Lanet Olsun
4 dk
Alp disiplininin süper yıldızı Marcel Hirscher, olimpiyat sezonunun başlangıcında bileğini kırdı. Buna rağmen, Dünya Kupası’nı kaçırmadı ve yarışçı ruhu da hâlâ yerli yerinde...
Son altı dünya kupası sezonunun genel klasman lideri Hirscher, altı dünya şampiyonluğu da olmasına rağmen henüz olimpiyat zaferi elde edemedi. Avusturyalı, olimpiyat öncesi Socrates'e konuştu.
Sakatlanmadan geçirdiğiniz uzun bir zamanın ardından, olimpiyat sezonunun hemen başında bileğinizi kırdınız. Olimpiyat madalyasının kariyerinizdeki tek eksik olduğu bir gerçekken mental anlamda nasıl bir süreç geçirdiniz?
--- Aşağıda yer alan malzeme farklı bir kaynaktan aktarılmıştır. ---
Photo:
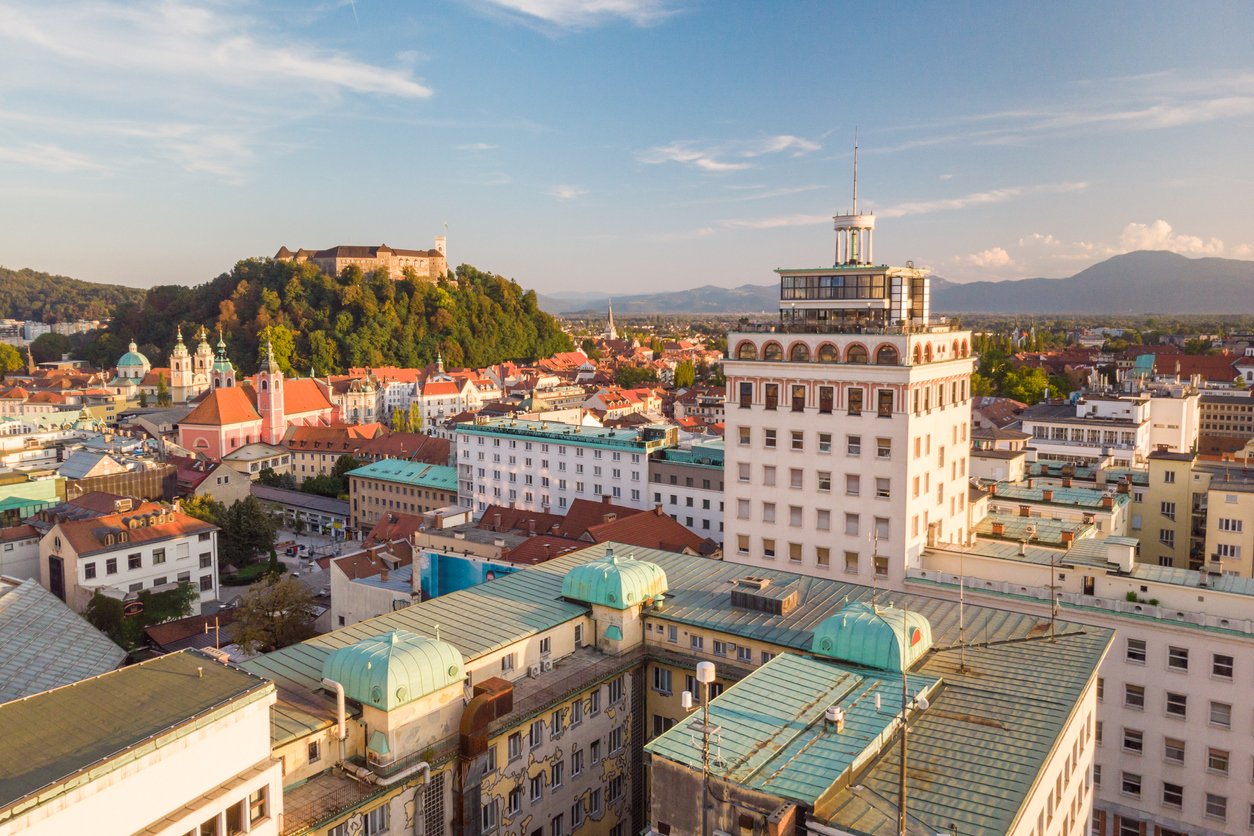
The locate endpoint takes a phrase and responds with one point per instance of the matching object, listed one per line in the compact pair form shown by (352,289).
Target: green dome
(395,668)
(615,582)
(133,359)
(873,637)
Aklımdan geçen ilk cümle, “Lanet olsun!” idi... Ama bunun sebebi olimpiyatla alakalı değil. Her sporcu nasılsa ben de öyleydim ve sakatlık yaşamak istemiyordum, bu çok bariz. Bu yüzden mutsuzdum. Ancak biraz da şanslı sayılırdım, zira ameliyat gerektirecek bir kırık değildi. Bu sayede, kas güçlendirme antrenmanlarıma devam edebildim ve gücümü kaybetmedim. Bir mola gibi oldu. Belki de buna ihtiyacım vardı. Mental açıdan da gayet iyi durumdayım.
Avusturya Kayak Birliği (ÖSV) Başkanı Hans Pum, dönüşünüzün moral verici olduğunu söyledi. ÖSV’nin başarısı size bağlı gibi duruyor. Bu bir baskı getiriyor mu?
Geçtiğimiz yıllara nazaran kesinlikle daha az baskı hissettiğimi söyleyebilirim. Elbette olimpiyat sezonunda daha fazla. Fakat hem takım hem de bireysel olarak her sporcumuz bu baskıyla başa çıkmayı başarıyor. ÖSV’nin başarısı da sadece bana bağlı değil, bunu hepimiz biliyoruz.
18-20 yaşları arasında, slalom ve dev slalom kategorilerinde üç kez dünya şampiyonu olmuştunuz. Bu da erken yaşlarda ünlenmenizi sağlamıştı. O yılları nasıl hatırlıyorsunuz?
O zamanları anlatabilecek kelimeleri bulmak, benim için hâlâ çok zor. Hayatımda ilk kez bir hayalimi tamamıyla gerçeğe dönüştürmüştüm. “Başardım!” diye düşünürken aynı anda daha fazlasını hayal etmeye başlamıştım bile. Ve şu bir gerçek ki bu zamana kadar her şey yolunda gitti.

Kariyerinizi sadece teknik disiplinlerle sınırlandırmış gibi hissediyor musunuz? Yoksa slalomlarda uzmanlaşmak, hükümranlık kurma yolunda uyguladığınız bir strateji miydi?
Olaylara hiçbir zaman bu açıdan bakmadım. Teknik yönden mükemmele yaklaşmak ve zamanımı bu alandaki yeteneklerimi geliştirmeye adamak, henüz çocukken ortaya çıkan doğal bir seçimdi. Dahası, ne o kadar uzunum ne de o kadar ağırım. Bu da iniş disiplininde bir kariyer yapmak için oldukça dezavantajlıydı.
Tarihin en başarılı kayakçılardan biri olmanıza rağmen Aksel Lund Svindal, Bode Miller, Lindsey Vonn ve benzeri isimlerin olduğu bir döneme denk geldiniz. Kendinizi bu isimlerle karşılaştırdığınızda, medyanın size hak ettiğiniz ilgiyi gösterdiğini düşünüyor musunuz?
Dürüst olmak gerekirse, kendimi hiçbir zaman medya ilgisiyle alakalı bir karşılaştırmaya sokmadım. Niye böyle bir şey yapayım ki? En iyi zamanları, turları karşılaştırıyorum ve medyayla alakalı yükümlülüklerim varsa onları hallediyorum. Benim işim bundan ibaret.
Son soruyla bağlantılı olarak, Alp disiplini Avusturya’da bu kadar fazla takip edildiği için, her adımınızın veya her hareketinizin takip edildiğine ve eleştirildiğine dair bir izlenime kapıldığınız oluyor mu?
Her hareketim değil belki ama çoğu için evet... Bence bu, ilginin odağındaki birinin ödemek zorunda olduğu bir bedel. Şöhretin getirdiği ayrıcalıklar, zorluklara göre kesinlikle daha fazla. Paparazzilerin Avusturya’da pek vakit geçirmemesinden ve sevenlerimin bana gösterdiği saygıdan ötürü oldukça mutluyum. Eleştirilerle başa çıkmayı da öğrendim.